The company also detailed three main features:
- Robust Skeletal Tracking for high-performance capabilities that track the skeleton image of one or two persons moving within the Kinect field of view
- Advanced Audio Capabilities, including four-element microphone array with sophisticated acoustic noise and echo cancellation for great audio; beam formation to identify the current sound source and integration with the Windows speech recognition API also included
- XYZ depth camera for standard color camera stream access and depth data that indicates the distance of the object from the Kinect camera
You'll be able to take advantage of the following with the SDK, which is intended for non-commercial use when connect to a Windows 7 PC:
- The latest advances in audio processing, which include a four-element microphone array with sophisticated acoustic noise and echo cancellation for crystal clear audio.
- Sound source localization for beamforming, which enables the determination of a sounds spatial location, enhancing reliability when integrated with the Microsoft speech recognition API.
- Depth data, which provides the distance of an object from the Kinect camera, as well as the raw audio and image data, which together open up opportunities for creating richer natural user interface experiences.
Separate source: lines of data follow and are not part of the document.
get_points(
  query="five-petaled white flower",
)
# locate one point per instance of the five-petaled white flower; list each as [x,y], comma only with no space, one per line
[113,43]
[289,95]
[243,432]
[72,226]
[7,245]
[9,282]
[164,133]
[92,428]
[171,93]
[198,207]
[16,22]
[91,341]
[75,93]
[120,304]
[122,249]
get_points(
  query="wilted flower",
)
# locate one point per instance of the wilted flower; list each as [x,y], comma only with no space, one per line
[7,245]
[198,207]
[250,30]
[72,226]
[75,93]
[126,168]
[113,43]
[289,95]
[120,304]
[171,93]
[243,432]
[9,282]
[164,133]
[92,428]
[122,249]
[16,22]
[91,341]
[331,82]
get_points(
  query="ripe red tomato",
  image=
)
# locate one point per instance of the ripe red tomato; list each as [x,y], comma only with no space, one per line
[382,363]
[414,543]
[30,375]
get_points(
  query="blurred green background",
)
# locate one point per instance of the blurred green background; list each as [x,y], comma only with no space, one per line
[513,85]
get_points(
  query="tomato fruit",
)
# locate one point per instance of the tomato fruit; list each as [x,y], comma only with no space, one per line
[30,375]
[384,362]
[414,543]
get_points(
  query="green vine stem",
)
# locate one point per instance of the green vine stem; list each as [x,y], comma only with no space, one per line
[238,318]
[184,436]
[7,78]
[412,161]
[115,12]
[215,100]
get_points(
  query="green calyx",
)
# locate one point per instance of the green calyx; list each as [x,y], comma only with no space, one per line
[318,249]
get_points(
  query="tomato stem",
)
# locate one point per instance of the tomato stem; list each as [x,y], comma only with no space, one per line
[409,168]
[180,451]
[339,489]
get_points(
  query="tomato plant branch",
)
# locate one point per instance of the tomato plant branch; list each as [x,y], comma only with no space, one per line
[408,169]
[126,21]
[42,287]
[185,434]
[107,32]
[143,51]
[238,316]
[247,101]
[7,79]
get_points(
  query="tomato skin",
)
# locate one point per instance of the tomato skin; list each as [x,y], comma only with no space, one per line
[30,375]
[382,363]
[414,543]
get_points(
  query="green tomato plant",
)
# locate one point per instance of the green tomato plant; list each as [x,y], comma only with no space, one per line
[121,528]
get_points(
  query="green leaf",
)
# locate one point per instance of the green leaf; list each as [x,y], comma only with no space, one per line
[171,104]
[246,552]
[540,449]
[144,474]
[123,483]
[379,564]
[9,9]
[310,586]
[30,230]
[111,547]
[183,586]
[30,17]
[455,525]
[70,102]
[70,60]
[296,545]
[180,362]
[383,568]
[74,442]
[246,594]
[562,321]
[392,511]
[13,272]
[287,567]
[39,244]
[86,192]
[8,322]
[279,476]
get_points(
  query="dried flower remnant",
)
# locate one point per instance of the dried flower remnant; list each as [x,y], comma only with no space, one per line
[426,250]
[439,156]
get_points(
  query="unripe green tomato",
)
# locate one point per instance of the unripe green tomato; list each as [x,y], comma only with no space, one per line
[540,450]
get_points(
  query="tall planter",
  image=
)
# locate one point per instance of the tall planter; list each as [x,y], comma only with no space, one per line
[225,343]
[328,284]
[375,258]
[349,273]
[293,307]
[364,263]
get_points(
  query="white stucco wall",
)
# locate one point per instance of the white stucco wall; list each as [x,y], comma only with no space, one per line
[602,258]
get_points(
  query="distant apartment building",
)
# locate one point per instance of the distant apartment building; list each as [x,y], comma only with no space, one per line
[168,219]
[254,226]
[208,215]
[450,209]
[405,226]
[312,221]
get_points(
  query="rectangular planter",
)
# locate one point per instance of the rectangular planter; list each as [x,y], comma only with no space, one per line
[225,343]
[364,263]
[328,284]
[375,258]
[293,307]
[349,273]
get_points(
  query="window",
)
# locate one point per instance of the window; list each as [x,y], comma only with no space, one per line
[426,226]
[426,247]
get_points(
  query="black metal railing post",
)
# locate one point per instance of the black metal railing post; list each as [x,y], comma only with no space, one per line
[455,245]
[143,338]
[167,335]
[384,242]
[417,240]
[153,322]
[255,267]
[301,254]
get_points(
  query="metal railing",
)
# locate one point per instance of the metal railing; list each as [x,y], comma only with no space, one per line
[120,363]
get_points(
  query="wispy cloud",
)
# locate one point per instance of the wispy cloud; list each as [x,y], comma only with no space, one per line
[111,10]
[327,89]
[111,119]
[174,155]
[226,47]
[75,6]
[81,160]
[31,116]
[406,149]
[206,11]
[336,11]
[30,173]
- Highly performant and robust skeletal tracking capabilities for determining the body positions of one or two persons moving within the Kinect field of view.
- Documentation for the APIs and a description of the SDK architecture.
- Sample code that demonstrates how to use the functionality in the SDK.
When the Kinect first launched back in November, the hacking community embraced it like no other device. At first, Redmond was not amused by the unofficial PC drivers and various hacks that were developed as a result. Microsoft quickly realized that Kinect hacking was a good thing and promised not to take legal action against those who use it for more than just basic motion gaming. Two months ago, the software giant announced plans for an official Kinect SDK. Now we've got a timeframe to look forward to for the beta, as well as a list of promised features.
Five months ago, Microsoft shared that the Kinect had sold 1 million units in 10 days. Later, the company revealed it had sold 2.5 million units in 25 days. Then it announced that it had sold 8 million units in 60 days. Last month, Microsoft confirmed it had sold 10 million units and that Guinness World Records had officially named Kinect the "fastest-selling consumer electronics device."